Well, after 20 years and several engines, I figure I know 72B pretty well, but trying to land was like riding El Toro the turbobull at Bobbie Mackey’s country music saloon. It simply wouldn’t sit, and I was afraid of what might happen if I did get it on the concrete. The controller thought I was down and cleared me for a 180 back to the hangar, but I was already pouring the cobs to it and going around; I told her this wasn’t going to work. Then she said the wind had shifted just as I was trying to land and it was pretty steady out of 280 degrees at 15 gusting to something. Would I like to try Runway 25? Yeah, I’d give it one try and then turn tail and head off to the east to Clermont County Airport. I know … first gusts, downdrafts and microbursts, and maybe I shouldn’t have tried. But it worked and I got it to the hangar as the skies opened up and that gray-green wall of rain enveloped the airport.

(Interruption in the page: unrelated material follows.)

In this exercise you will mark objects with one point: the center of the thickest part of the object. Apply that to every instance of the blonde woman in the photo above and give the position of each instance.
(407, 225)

I’m not advocating anybody flirt around the edges of thunderstorms, and I’m not bragging about my skills or decision-making — there was an ugly element of “get-home-itis” in what I did. But I figured I had an “out.” And, OK, I have one of those “if you’re not living on the edge you’re probably taking up too much room” personalities. Not particularly desirable if you subscribe to the “no old, bold pilots” adage, but it sure beats pureed peas running down your chin in the old ladies’ home.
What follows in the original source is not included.